05:40Pourtant, ça me ferait du bien.
05:41N'hésitez pas à m'appeler si tout va bien.
05:43Je le ferai.
05:44Tous les jours.
05:46Donc, évidemment, j'ai une vision un peu pessimiste du monde du travail
05:55et qui n'est pas forcément complètement objective.
05:58Mais ce que je vois, c'est que j'ai de plus en plus de dossiers absolument dégueulasses, désastreux, révoltants.
06:07Et peu d'action.
06:10Les placards sont pleins.
06:12Pleins, pleins, pleins à craquer.
06:14Votre plus grande joie ?
06:16Ma plus grande joie, je pense que ce sont les moments passés avec mes enfants.
06:20Et puis aussi, évidemment, c'est ce coup de fil qu'on passe à la cliente ou au client
06:27quand on gagne un dossier, quand on a une supernego.
06:30Ça, c'est le meilleur moment de la journée.
06:32Alors, tout de même, pour revenir un petit peu sur cette place des femmes dans le monde du travail,
06:38c'est une évidence, chères auditrices,
06:41les femmes sont moins bien payées que les hommes sur leur site de travail respectif.
06:45Alice Fabing, vous nous donnez les chiffres INSEE de 22,3% de moins en 2022
06:51pour tout poste confondu, ce qui est quand même assez énorme.
06:56Et puis aussi, elles sont quand même souvent plus mal traitées.
06:58C'est ça que vous dites.
06:59En fait, les femmes sont beaucoup plus vulnérables dans le monde du travail
07:03parce qu'il y a la grossesse, il y a le harcèlement sexuel, évidemment.
07:08Ça fait 14 ans que je fais ce boulot, j'ai jamais eu un mec harcelé sexuellement.
07:12Ça arrive, il paraît pourtant.
07:14Ça arrive, mais alors je n'ai pas vu ça.
07:16Et paradoxalement, j'ai plus de clients hommes que de clientes
07:20parce que les femmes ont plus de mal à passer le cap d'aller voir une avocate.
07:25Elles ont tendance à ne pas se défendre.
07:27Pourquoi ? Parce que c'est la position victimaire qui pose un problème aussi, vous pensez ?
07:30Je pense, et puis elles n'ont pas l'habitude de prendre soin d'elles, de se défendre.
07:34Elles ont l'habitude de penser aux autres, elles vont se remettre en question.

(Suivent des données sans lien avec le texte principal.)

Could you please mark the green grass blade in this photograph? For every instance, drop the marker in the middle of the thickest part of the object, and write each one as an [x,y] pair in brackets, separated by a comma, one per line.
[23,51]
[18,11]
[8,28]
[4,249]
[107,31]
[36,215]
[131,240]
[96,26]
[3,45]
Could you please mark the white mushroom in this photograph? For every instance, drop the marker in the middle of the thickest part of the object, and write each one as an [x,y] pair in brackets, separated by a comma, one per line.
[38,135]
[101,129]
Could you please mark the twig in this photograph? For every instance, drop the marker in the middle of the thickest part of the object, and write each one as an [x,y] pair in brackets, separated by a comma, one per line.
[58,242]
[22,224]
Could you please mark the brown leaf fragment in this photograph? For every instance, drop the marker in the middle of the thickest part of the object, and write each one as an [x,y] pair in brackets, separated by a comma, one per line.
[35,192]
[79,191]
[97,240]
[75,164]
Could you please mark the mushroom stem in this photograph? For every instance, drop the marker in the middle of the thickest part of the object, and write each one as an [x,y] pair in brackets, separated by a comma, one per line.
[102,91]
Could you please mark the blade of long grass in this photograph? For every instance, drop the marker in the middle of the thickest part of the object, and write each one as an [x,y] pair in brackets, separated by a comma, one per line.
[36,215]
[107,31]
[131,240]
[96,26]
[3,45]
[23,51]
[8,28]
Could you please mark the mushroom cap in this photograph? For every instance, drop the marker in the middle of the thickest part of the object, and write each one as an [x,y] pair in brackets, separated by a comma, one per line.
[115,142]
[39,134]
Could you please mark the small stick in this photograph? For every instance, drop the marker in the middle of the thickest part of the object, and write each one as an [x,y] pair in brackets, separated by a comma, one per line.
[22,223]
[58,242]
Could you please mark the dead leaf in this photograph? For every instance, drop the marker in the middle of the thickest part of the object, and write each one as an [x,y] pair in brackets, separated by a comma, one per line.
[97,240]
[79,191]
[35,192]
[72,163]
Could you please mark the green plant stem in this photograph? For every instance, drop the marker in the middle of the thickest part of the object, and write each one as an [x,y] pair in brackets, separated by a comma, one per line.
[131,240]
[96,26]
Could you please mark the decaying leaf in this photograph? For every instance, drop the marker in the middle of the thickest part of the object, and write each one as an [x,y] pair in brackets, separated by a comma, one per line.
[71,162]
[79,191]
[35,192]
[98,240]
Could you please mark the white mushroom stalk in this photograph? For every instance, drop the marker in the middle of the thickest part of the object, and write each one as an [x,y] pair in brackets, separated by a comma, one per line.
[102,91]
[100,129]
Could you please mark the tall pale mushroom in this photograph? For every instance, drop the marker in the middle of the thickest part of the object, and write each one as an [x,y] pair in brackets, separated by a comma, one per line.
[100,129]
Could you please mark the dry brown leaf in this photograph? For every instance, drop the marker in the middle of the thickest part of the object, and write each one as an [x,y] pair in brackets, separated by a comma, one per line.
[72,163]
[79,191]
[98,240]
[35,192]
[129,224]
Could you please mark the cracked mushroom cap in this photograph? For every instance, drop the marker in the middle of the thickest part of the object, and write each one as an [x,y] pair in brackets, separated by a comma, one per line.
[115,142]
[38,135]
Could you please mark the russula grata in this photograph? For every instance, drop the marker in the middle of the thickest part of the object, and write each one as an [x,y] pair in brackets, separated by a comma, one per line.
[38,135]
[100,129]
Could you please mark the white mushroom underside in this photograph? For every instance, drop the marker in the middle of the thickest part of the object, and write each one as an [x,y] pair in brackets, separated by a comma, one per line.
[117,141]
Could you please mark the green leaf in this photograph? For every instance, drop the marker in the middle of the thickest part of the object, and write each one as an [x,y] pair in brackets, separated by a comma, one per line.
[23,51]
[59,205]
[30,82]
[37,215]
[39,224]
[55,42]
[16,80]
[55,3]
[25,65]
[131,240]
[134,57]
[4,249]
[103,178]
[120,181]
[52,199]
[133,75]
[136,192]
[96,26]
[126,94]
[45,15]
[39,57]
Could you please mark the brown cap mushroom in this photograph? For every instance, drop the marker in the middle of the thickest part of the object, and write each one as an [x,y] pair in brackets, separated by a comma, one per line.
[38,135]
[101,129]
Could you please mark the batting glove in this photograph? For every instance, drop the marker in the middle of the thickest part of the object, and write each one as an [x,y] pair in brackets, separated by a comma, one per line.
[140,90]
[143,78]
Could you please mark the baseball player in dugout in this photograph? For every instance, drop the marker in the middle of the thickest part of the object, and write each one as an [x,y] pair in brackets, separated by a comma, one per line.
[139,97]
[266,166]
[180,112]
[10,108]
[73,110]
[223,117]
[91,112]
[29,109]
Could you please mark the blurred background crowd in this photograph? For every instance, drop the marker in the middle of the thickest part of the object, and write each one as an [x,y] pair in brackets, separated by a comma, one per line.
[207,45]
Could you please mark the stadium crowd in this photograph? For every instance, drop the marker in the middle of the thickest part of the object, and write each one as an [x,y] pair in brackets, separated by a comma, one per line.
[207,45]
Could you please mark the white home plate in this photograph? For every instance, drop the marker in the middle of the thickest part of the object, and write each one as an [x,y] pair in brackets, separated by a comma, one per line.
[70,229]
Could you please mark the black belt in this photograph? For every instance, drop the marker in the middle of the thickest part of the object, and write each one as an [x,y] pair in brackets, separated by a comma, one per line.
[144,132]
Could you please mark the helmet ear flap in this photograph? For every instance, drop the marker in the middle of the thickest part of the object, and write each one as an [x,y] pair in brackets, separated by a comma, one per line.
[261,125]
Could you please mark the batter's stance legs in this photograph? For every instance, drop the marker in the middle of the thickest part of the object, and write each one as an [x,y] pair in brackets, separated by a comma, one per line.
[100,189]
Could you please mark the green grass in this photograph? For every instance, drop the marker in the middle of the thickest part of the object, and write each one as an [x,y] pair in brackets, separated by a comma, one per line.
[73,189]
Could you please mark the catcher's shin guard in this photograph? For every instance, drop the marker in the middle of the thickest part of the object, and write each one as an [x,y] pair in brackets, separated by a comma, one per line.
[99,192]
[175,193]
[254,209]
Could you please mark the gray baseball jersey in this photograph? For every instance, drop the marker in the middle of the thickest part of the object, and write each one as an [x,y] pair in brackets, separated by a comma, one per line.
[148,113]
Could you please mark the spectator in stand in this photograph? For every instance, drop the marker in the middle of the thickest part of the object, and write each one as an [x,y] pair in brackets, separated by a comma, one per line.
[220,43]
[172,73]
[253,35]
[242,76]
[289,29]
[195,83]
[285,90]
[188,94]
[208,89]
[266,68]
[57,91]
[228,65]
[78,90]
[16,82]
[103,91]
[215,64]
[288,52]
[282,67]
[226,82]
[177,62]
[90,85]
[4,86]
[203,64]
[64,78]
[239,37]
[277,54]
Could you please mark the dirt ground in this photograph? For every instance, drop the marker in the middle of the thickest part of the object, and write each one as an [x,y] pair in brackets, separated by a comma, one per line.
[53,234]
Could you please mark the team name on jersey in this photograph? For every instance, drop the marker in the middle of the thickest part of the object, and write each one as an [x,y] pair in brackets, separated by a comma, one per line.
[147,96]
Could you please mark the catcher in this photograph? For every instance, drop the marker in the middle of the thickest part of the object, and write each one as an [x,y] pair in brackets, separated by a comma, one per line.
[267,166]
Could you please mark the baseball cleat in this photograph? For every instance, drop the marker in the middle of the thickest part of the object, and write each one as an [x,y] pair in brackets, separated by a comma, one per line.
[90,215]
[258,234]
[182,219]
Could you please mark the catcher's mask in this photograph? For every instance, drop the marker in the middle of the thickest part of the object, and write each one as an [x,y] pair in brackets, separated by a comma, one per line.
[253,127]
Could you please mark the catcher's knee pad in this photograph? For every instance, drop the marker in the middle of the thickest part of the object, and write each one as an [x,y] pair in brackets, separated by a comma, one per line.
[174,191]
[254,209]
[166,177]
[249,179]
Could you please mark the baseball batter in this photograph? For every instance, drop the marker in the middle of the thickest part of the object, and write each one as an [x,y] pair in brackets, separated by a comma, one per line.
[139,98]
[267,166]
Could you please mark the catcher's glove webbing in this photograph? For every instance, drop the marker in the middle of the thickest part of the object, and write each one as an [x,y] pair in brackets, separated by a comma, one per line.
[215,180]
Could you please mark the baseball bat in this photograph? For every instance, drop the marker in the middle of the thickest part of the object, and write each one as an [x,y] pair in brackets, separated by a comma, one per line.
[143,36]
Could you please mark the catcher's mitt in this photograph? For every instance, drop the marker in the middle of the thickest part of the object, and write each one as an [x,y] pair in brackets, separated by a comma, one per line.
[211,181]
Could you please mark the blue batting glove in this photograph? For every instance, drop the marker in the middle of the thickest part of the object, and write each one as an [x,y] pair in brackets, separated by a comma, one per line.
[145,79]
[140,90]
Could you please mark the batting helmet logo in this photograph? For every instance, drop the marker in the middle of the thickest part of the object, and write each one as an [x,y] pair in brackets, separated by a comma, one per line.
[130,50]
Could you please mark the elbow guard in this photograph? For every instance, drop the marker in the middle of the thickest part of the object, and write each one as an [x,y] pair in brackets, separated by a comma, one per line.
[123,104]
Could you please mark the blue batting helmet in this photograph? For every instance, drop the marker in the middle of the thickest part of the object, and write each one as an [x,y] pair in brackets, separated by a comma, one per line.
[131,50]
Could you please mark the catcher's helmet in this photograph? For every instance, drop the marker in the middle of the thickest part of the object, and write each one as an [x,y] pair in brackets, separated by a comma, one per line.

07:37Grosso modo, un homme, il va venir me voir quand il a une mauvaise évaluation.
07:41Une femme, quand elle vient au cabinet, elle est au bout du rouleau en larmes
07:45et ça fait des mois qu'elle lutte.
07:47Et c'est que son corps lâche.
07:49Parce que finalement, elles sont plus fortes mentalement aussi, peut-être, non ?
07:52Oui, il faut gérer ce genre de situation.
07:54Évidemment, je pense qu'on est plus fortes que les hommes, de manière générale.
07:57On est plus résilients.
07:59Alors vous dites aussi un autre truc, Alice Fabing,
08:02c'est que seulement 4% de ces femmes qui sont harcelées portent plainte
08:05par peur de conséquences sur leur réputation
08:09quand l'impunité des agresseurs est quelque chose de commun, c'est normal.
08:12Exactement.
08:14Pourquoi elles ont peur de la réputation ?
08:16Parce que derrière, ça leur pose des problèmes ?
08:18Oui, parce qu'elles travaillent dans des milieux
08:21souvent un peu fermés, petits,
08:24avec beaucoup de concurrence,
08:27donc elles ont très peur de se faire blacklister partout.
08:30C'est d'ailleurs la grosse menace qu'on leur fait.
08:32Si tu l'ouvres, tu ne trouveras plus jamais de boulot ailleurs.
08:36Si tu pars en démissionnant avec que dalle,
08:38ou avec une petite rupture conventionnelle,
08:40sans indemnité supralégale,
08:42là on s'arrangera pour que tu puisses retrouver.
08:45Et donc s'il y a des auditrices à qui ça arrive,
08:47qui nous écoutent, c'est quoi le conseil à faire ?
08:49C'est déjà de constituer un dossier ?
08:50C'est-à-dire de bientôt garder toutes les preuves, c'est ça ?
08:52Toutes les preuves, de penser à l'enregistrement,
08:55parce que maintenant l'enregistrement est recevable aux civils.
08:59Donc l'enregistrement, surtout pour les cas de harcèlement sexuel,
09:02est extrêmement utile, parce qu'il n'y a pas forcément beaucoup d'écrits.
09:05Et puis c'est de susciter l'écrit, même avec les collègues.
09:08Et puis c'est d'alerter par écrit aussi son employeur,
09:11parce que ça, on va en avoir besoin dans le dossier.
09:14Donc un maximum de traces écrites ?
09:17Voilà, un maximum de traces écrites,
09:18et puis surtout de ne pas rester seule,
09:20de se faire entourer, d'en parler.
09:22Et de ne pas faire traîner trop longtemps non plus l'histoire ?
09:25Bien sûr.
09:26Après, il faut le temps de constituer le dossier.
09:28Il faut le temps de constituer le dossier,
09:29donc ça, ça prend quand même, je dirais,
09:32entre un et trois mois.
09:35Donc il faut tenir quand même trois mois.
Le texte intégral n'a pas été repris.